Properties of the methylcobalamin:H4folate methyltransferase involved in chloromethane utilization by Methylobacterium sp strain CM4

Methylobacterium sp. strain CM4 is a strictly aerobic methylotrophic proteobacterium growing with chloromethane as the sole carbon and energy sourer. Genetic evidence and measurements of enzyme activity in cell-free extracts have suggested a multistep pathway for the conversion of chloromethane to formate. The postulated pathway is initiated by a corrinoid-dependent methyltransferase system involving methyltransferase I (CmuA) and methyltransferase II (CmuB), which transfer the methyl group of chloromethane onto tetrahydrofolate (H(4)folate) [Vannelli et nl. (1999) Proc. Natl Acad.
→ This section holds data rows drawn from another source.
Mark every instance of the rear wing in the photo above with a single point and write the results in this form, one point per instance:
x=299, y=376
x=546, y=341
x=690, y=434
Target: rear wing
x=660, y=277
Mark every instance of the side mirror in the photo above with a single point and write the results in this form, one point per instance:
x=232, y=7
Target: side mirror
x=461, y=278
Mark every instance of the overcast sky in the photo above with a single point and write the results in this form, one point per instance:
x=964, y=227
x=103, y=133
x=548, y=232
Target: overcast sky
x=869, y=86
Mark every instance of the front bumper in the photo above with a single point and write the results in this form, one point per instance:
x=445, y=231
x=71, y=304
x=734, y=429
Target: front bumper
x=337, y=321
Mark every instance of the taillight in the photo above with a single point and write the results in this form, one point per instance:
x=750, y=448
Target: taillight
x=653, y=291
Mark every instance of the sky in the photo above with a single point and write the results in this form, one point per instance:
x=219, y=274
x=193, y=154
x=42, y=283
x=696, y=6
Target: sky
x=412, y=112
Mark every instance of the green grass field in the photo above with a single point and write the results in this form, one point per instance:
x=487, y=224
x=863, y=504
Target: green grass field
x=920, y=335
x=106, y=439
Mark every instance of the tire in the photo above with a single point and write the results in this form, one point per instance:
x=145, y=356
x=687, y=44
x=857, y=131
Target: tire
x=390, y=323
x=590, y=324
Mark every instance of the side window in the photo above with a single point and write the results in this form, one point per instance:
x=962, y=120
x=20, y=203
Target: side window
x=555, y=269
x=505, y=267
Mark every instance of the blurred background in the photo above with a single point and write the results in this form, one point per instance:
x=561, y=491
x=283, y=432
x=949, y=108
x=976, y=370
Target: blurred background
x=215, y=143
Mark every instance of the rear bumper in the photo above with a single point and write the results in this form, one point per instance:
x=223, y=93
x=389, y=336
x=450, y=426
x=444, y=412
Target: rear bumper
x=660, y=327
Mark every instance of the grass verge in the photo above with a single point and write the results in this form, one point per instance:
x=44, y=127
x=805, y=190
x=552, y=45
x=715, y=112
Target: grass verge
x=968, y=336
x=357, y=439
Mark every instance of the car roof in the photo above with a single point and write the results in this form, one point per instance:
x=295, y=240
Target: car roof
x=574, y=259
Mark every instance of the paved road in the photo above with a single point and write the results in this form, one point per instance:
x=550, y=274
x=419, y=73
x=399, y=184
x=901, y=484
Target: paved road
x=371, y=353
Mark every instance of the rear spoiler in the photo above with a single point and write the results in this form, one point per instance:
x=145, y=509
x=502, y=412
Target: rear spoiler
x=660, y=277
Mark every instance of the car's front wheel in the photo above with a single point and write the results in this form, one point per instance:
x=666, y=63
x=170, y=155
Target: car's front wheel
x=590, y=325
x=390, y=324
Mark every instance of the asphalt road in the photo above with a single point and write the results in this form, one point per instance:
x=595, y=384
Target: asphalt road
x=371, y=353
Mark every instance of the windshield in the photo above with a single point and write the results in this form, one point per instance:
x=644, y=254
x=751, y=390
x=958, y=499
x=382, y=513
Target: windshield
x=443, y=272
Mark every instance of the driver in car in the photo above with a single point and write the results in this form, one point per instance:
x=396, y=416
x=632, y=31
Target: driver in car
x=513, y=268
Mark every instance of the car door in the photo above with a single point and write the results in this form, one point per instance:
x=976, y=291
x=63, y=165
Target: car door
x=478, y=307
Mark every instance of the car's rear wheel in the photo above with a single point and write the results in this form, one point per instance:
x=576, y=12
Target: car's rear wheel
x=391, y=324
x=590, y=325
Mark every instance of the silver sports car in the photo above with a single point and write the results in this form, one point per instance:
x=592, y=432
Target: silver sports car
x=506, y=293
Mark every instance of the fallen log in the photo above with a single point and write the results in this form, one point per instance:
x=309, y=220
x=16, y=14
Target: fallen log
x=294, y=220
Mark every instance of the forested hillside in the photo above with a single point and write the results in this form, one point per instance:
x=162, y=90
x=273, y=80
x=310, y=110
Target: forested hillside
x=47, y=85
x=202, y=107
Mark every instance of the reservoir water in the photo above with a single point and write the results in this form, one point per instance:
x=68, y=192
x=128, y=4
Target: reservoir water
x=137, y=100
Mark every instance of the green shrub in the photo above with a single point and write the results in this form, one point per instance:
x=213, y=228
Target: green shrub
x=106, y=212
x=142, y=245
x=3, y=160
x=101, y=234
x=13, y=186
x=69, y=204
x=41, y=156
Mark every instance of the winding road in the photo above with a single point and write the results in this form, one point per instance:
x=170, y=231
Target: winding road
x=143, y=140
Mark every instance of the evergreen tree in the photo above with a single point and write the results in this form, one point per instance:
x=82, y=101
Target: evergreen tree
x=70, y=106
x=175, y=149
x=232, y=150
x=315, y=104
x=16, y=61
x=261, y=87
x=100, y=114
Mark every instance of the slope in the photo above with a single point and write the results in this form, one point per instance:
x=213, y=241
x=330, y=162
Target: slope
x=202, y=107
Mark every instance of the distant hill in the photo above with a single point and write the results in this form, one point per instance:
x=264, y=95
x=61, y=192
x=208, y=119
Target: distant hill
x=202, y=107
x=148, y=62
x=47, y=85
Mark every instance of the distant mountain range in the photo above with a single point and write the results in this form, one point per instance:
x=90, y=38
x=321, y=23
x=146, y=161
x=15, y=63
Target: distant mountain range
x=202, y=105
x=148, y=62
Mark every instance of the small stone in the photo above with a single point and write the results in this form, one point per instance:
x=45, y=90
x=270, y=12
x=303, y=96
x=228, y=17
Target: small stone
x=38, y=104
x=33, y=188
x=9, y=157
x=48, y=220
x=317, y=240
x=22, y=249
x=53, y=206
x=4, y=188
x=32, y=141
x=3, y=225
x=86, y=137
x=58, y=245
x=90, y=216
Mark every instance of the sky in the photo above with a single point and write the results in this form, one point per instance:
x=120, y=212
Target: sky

Sci. USA 96, 4615-4620]. We report the overexpression in Escherichia coli and the purification to apparent homogeneity of methyltransferase II. This homodimeric enzyme, with a subunit molecular mass of 33 kDa, catalyzed the conversion of methylcobalamin and H(4)folate to cob(I)alamin and methyl-H(4)folate with a specific activity of 22 nmol.min(-1)(mg protein)(-1). The apparent kinetic constants for H(4)folate were: K-m = 240 mu M, V-max = 28.5 nmol.min(-1)(mg protein)(-1). The reaction appeared to be first order with respect to methylcobalamin at concentrations up to 2 mM, presumably reflecting the fact that methylcobalamin is an artificial substitute for the methylated methyltransferase I, the natural substrate of the enzyme. Tetrahydromethanopterin, a coenzyme also present in Methylobacterium, did not serve as a methyl group acceptor for methyltransferase II. Purified methyltransferase II restored chloromethane dehalogenation by a cell free extract of a strain CM4 mutant defective in methyltransferase II.